Clin d'oeil
Petite histoire "clin d'oeil" à Plum'
Nous étions au marché. Choisissant ses légumes avec la méticulosité de ceux qui savent reconnaitre les bonnes choses, ma femme, pomme de terre à la main, la retournant comme une oeuvre d'art, me dit à voix basse sans daigner me regarder :
- Ne te retourne pas tout de suite, là à 9 heures, tu vois ce que je vois ?
Je ne devais pas me retourner et je devais voir.

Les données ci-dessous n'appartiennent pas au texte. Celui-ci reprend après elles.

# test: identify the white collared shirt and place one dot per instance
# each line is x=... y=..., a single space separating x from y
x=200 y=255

Si vous croyez que c'est facile, vous.
Bon. Puisque je ne devais pas le faire, je le fais.
Je regarde à 9 heures et, comme prévu, rien ne bouscule mon regard.
- Mais, tu ne les reconnais pas ?
- ...
- Là, le couple là-bas.
Bon sang. Je me concentre. J'active le mode "mémoire intensive". Rien à faire.
Le haussement d'épaule féminin ne tarda pas à venir, accompagné d'un :
- Mais, c'est Batouly... et Germain.
Un couple très étrange se tenait, se serrait, s'imbriquait amoureusement entre melons et pastèques.
Lui, grand, rouquin, très clair de peau, une petite cinquantaine, descendant des Vikings et de Normandie sans doute.
Elle, un sourire grand comme le ciel, une peau couleur caroube, une jeunesse insolente, solide et époustouflante. L'Afrique en personne, princesse du marché.
Le puzzle à deux pièces dont on ne vient pas à bout, car on ne peut pas y croire.
C'était donc Batouly et Germain.
Sereins, amoureux, gais, vivants, explosifs, dissonants et pourtant harmonieux.
L'oeil féminin avait été plus vif que le mien. Il était ému de tant de bonheur visible.
Au diable l'émotion. L'enquête d'abord : D'un regard circulaire je cherche une éventuelle Irène, un Claude Lhermitte aux aguêts...
Quand, tout à coup, un jeune africain longiligne entama, derrière nous, un morceau musical au djembé : Ibou était donc, lui aussi, de la partie.
J'entrepris de me réveiller. Rien à faire.
- Pince-moi, mon amour.
Elle me pinça.
Batouly, Germain et Ibou continuaient leur vie sans savoir qui ils étaient.